Ma a superare lo scoramento, Fresu segnala tre importanti dati politici positivi che sembrano emergere: 1) nonostante le continue sollecitazioni a prendere il potere, le Forze Armate (per ora) hanno dimostrato lealtà costituzionale; 2) i tre poteri fondamentali hanno reagito alla minaccia sovversiva con un’unica voce; 3) la società democratica brasiliana si è immediatamente mobilitata a ogni livello, isolando e delegittimando ogni tentativo golpista.
Come il primo fascismo, il bolsonarismo teorizza e pratica l’idea della conquista militare, ricorrendo ai metodi dell’assalto, dell’imboscata e del terrorismo squadristico, con la dichiarata ambizione di cancellare dalla vita politica nazionale nemici e avversari, anche solo potenziali. La citazione de «Il popolo delle scimmie», scritto da Antonio Gramsci nel 1921, in cui descrive la caratteristica più marcante dello squadrismo fascista: «Sostituire la violenza privata all’autorità della legge, esercitandola caoticamente e brutalmente nella sollevazione di strati sempre più estesi di popolazione radicalizzata contro lo Stato e le sue regole».
Cambi qualche parola, populismo violento invece di squadrismo e con un salto di 100 anni ti trovi nella peggiore attualità. Terribilmente moderno. Tanto da far paura.
Dopo l’assalto dei suoi sostenitori alle istituzioni brasiliane, la presenza di Bolsonaro negli Stati Uniti sta diventando sempre più imbarazzante per il governo americano. Ora diversi politici, sia brasiliani che statunitensi, stanno chiedendo al governo americano di espellere Bolsonaro dal paese affinché possa rendere conto in Brasile del suo coinvolgimento con quanto accaduto.
Bolsonaro era partito per Orlando in Florida il 29 dicembre, due giorni prima che scadesse il suo mandato presidenziale, e si trova negli Stati Uniti con un visto riservato a capi di stato e di governo, riferisce Reuters.
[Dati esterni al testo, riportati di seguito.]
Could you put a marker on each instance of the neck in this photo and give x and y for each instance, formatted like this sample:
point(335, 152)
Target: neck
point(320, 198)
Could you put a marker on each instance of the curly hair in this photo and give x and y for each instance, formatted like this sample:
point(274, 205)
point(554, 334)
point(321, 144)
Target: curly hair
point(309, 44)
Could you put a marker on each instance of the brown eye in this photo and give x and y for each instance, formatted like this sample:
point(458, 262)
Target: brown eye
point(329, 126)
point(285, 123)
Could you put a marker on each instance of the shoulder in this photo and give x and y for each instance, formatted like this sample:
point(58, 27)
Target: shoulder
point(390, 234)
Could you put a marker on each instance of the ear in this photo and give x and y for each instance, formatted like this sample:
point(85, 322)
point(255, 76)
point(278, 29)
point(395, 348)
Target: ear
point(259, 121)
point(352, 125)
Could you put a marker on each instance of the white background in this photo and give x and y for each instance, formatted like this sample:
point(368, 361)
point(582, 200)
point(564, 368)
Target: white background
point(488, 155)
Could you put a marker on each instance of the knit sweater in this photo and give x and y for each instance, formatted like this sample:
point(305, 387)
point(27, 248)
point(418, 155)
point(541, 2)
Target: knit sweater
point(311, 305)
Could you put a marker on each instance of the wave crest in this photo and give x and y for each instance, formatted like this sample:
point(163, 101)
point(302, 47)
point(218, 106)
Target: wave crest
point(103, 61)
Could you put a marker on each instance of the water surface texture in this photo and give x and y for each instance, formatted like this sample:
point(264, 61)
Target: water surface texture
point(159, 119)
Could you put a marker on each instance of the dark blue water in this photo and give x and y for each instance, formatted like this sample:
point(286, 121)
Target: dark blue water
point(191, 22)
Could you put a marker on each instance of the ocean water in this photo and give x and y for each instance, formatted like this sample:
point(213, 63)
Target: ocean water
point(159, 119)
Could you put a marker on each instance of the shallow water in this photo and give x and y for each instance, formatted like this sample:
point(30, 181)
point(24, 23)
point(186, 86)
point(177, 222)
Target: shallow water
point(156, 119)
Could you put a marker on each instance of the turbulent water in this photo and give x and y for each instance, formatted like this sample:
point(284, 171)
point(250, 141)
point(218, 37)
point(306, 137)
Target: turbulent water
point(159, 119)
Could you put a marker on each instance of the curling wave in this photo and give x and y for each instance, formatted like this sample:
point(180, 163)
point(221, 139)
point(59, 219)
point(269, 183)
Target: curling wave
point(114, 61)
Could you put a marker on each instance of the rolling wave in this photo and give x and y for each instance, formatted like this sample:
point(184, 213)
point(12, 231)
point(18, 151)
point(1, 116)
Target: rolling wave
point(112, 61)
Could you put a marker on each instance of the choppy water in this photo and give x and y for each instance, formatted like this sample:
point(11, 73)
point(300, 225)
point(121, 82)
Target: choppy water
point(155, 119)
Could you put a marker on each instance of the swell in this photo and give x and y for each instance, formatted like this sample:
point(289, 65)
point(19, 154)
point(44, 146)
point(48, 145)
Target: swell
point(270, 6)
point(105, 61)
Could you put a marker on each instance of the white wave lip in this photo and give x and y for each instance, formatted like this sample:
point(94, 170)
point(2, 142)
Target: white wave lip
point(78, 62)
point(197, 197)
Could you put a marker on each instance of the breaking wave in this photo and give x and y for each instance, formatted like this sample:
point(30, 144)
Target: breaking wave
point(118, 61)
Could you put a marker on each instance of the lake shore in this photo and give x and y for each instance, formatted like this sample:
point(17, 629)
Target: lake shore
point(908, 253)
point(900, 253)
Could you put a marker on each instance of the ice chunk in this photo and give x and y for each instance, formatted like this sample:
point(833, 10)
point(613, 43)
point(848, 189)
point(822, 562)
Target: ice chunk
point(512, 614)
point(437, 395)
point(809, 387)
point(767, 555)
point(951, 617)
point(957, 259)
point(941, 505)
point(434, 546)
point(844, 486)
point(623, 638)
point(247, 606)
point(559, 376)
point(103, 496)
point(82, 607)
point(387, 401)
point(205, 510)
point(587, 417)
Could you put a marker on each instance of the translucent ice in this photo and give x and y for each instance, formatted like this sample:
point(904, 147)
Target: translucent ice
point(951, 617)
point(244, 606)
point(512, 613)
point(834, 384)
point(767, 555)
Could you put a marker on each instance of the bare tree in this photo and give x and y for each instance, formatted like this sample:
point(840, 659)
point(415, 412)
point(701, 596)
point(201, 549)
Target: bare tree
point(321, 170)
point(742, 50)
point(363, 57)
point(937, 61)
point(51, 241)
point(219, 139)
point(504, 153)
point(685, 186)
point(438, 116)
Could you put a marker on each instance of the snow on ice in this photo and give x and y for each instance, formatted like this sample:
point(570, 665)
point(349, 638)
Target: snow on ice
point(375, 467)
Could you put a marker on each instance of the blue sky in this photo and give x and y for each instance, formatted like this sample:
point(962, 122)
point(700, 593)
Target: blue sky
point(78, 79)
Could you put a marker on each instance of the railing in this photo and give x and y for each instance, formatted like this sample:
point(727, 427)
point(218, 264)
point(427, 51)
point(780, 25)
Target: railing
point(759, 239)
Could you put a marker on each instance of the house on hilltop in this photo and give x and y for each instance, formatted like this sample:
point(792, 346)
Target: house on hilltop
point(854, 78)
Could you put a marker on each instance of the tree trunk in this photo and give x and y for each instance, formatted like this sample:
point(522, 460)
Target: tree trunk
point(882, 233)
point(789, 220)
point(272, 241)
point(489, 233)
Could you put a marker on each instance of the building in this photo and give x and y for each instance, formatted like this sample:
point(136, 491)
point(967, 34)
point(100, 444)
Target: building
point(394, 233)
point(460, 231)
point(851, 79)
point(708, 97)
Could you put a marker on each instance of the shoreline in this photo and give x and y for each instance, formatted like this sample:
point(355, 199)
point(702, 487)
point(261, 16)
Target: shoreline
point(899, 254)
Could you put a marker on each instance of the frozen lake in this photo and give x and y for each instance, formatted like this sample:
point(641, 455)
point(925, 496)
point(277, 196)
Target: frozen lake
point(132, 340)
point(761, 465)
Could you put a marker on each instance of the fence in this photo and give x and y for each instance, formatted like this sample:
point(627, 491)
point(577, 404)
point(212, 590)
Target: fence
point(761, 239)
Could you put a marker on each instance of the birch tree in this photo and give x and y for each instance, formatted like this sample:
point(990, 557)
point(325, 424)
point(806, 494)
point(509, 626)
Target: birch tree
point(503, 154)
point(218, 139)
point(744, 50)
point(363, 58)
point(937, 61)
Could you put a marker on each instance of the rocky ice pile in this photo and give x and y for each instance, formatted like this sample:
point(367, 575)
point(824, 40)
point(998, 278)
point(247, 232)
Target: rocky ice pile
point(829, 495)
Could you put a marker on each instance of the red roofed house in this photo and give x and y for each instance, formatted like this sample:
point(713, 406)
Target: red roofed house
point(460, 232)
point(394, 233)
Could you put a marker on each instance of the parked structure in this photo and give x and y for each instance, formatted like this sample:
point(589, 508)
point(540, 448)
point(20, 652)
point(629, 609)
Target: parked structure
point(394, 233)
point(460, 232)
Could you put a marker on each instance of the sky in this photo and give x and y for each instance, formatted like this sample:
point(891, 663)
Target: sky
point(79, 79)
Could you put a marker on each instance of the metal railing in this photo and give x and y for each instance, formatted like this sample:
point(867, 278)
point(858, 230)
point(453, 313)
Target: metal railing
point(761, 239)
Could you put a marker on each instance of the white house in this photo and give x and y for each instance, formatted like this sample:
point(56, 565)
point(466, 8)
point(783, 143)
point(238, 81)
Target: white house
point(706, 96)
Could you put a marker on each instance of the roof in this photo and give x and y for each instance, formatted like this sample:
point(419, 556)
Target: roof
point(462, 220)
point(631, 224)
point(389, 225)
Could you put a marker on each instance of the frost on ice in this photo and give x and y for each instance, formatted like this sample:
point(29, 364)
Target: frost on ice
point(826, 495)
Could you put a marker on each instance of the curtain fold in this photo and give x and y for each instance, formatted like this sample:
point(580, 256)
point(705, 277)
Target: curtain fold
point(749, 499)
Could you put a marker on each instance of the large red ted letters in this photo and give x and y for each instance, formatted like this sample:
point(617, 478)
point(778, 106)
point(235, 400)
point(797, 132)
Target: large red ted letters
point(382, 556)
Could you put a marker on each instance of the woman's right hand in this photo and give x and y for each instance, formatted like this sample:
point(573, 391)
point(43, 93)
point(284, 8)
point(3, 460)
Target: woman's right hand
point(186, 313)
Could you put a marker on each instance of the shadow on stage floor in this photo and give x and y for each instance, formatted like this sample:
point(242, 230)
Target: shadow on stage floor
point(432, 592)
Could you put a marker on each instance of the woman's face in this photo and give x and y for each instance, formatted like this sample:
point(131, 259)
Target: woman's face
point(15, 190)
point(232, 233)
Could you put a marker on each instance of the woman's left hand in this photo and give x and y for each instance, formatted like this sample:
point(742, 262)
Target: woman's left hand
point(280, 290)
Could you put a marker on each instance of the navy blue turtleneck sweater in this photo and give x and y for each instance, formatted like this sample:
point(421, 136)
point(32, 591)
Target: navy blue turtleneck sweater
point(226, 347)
Questi visti di solito scadono al termine della carica, ma la situazione di Bolsonaro non è chiara, perché lui è entrato negli Stati Uniti quando ancora era ufficialmente presidente del Brasile.
Ci sono volute più di 2 ore perché qualcuno dell’amministrazione Biden prendesse la parola su quanto stava avvenendo in Brasile. È stato il consigliere per la sicurezza nazionale Jack Sullivan, che ha twittato: «Gli Stati uniti condannano ogni tentativo di minare la democrazia in Brasile». Ma il problema è Bolsonaro in casa. «A quasi 2 anni dal giorno in cui il Campidoglio degli Stati uniti è stato attaccato dai fascisti – ha scritto su Twitter Alexandria Ocasio-Cortez – vediamo movimenti fascisti all’estero tentare di fare lo stesso in Brasile. Gli Stati uniti devono smettere di concedere rifugio a Bolsonaro in Florida».
Speriamo che la sindaca leghista di Anguillara veneta non tiri fuori la contestatissima cittadinanza onoraria concessa nel 2021 a Jair Bolsonaro, famiglia ordinaria di quelle terre. Magari, come già accaduto, col sostegno di qualche viceporesidente del consiglio.